Ginger Baker, the prodigiously talented and volcanically temperamental rock drummer who helped form Cream, rock ‘n’ roll’s first supergroup, and inspired awe and imitation in a generation of drummers, died on Oct. 6. He was 80.
Cream, a trio that included guitarist-singer Eric Clapton and bassist-singer Jack Bruce, set a powerful standard for “supergroups,” bands composed of independent star musicians. During its 2 1/2-year run, Cream sold millions of records and released a run of bluesy, jazzy and psychedelic hits including “White Room,””Sunshine of Your Love” and “Tales of Brave Ulysses” in addition to rock-driven versions of blues standards such as “Crossroads” and “Spoonful.”
Clapton’s guitar work was virtuosic, Bruce provided a propulsive bass line, and Baker was widely acknowledged as rock drumming’s first colossus, as mesmerizing a showman as any preening lead singer or flamboyant guitarist.
Often behind a parapet of drums, Baker’s Mephistophelean stage presence, combined with his remarkably tasteful drumming, elevated the rock drummer from faceless metronome to percussive demigod.

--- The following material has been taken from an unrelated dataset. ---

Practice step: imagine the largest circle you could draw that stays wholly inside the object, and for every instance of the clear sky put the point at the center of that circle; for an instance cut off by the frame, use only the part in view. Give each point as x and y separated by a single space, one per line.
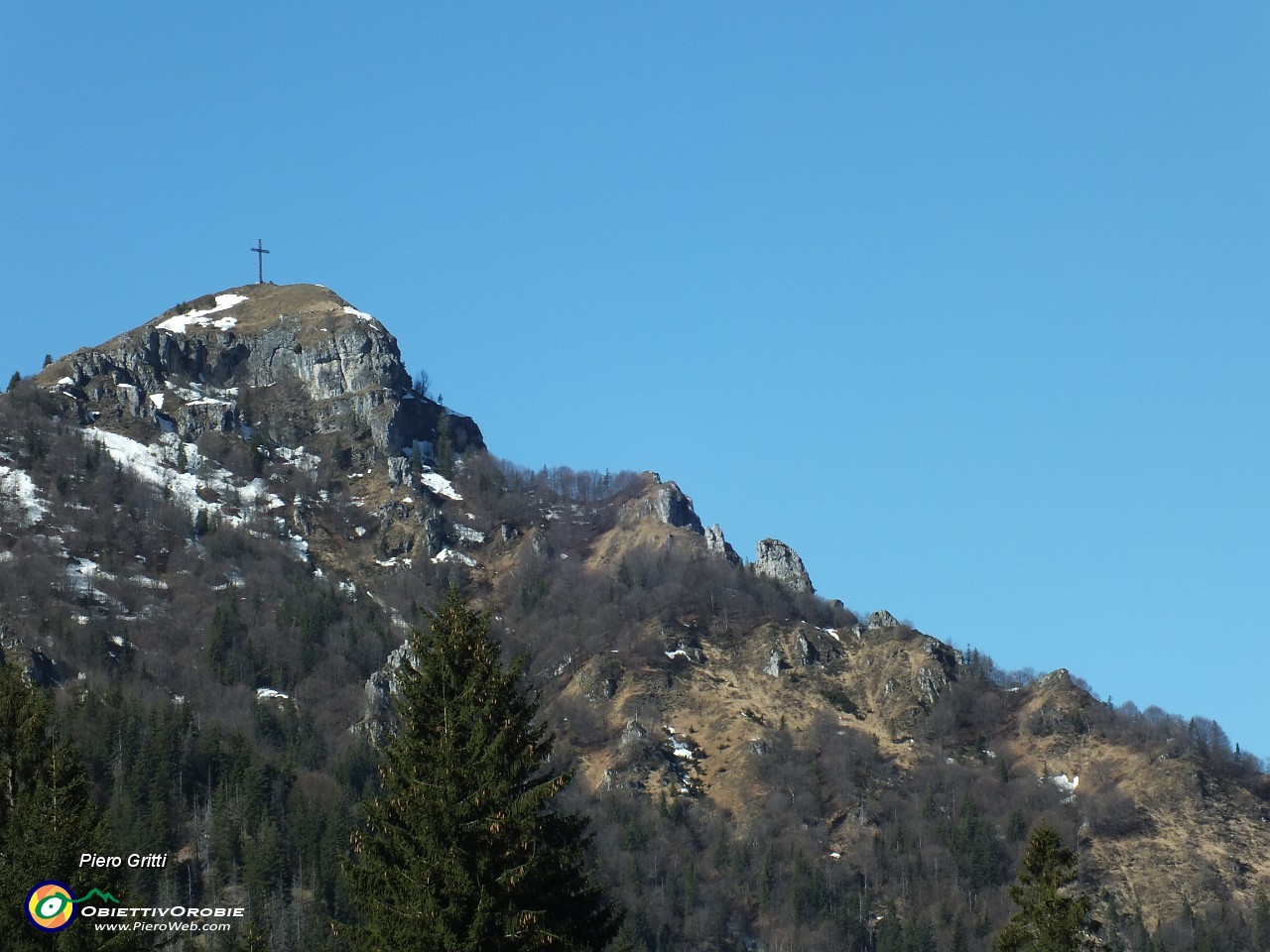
966 302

His penchant for rhythmic innovation reached an apogee when he authored what many deem rock’s first epic drum solo, in Cream’s 1966 instrumental “Toad.” It was an explosion of polyrhythmic lightning, with sustained fury, lightness and clarity.
Baker professed reverence for jazz drummers Elvin Jones, Art Blakey and Max Roach, and that informed his unerring sense of complex rhythm.
But he was often reviled for his cantankerous belligerence on and off stage, and eruptions at his bandmates hastened Cream’s dissolution.
Addicted to heroin at a young age, the often cadaverously gaunt drummer became infamous for his near-sadistic behavior with his fellow musicians (he once pulled a knife on Bruce) and for going through projects and collaborators like so many disposable tissues.
Baker’s drug-fueled, profanity-laced rages, all spewed in his back-alley Cockney brogue — along with his weaponized disdain for many of rock’s most successful artists — eventually burned every artistic bridge formed during his musical heyday. He dubbed Mick Jagger a “musical moron.”
Baker squandered several fortunes on polo ponies, and his misadventures were too numerous to be catalogued. They included reckless gunplay, run-ins with tax and immigration authorities, personal bankruptcy, and fractured relationships with three ex-wives and his three children.
There was perhaps no more accurate, and recent, portrayal of his lifelong highs and lows than the 2012 documentary “Beware of Mr. Baker.” He is alternately shown lovingly nuzzling his favorite polo horses and angrily smacking with his cane the film’s director, Jay Bulger.
Peter Edward Baker — nicknamed “Ginger” for his shock of flaming red hair — was born in the hardscrabble hamlet of Lewisham, England, on Aug. 19, 1939.
By 16, Baker had quit school and began his first tours with local jazz acts, soon becoming one of London’s more highly sought after jazz drummers. His greatest mentor was Phil Seamen, a drumming wizard who introduced him to African drumming and heroin.
After Cream broke up, Baker was left with a lifelong level of bitterness over how little actual writing and publishing credit — and commensurate royalty compensation — he received for his work. That constant omission, Baker often lamented, contributed to his chronic money troubles.
As Cream was imploding, Clapton formed his next supergroup, Blind Faith, with bassist Ric Grech and singer Stevie Winwood, and Baker attached himself uninvited. Clapton was wary, given the drummer’s dark history with drugs.
Blind Faith folded in 1969, and Baker relocated to Nigeria the next year, swept up by the Afro-beat fervor.
By 1982, Baker’s career was spiraling downward thanks to his gnawing drug addiction. He exiled himself to a small town in southern Italy where he toiled on an olive farm before popping up in Los Angeles a few years later with the impulse to become an actor.
In 1993, Cream was inducted into the Rock and Roll Hall of Fame. For Baker, Cream forever bestowed on him a label he abhorred: “rock drummer.” He saw himself foremost as a jazz drummer, with rock as one of his many facets.
“When people put drummers like John Bonham, Mitch Mitchell and Keith Moon in the same bag as me, it’s really insulting,” he told the Wall Street Journal. “I have a gift, and none of them is even on the same street as me. The fact that I can still play is a miracle, isn’t it?”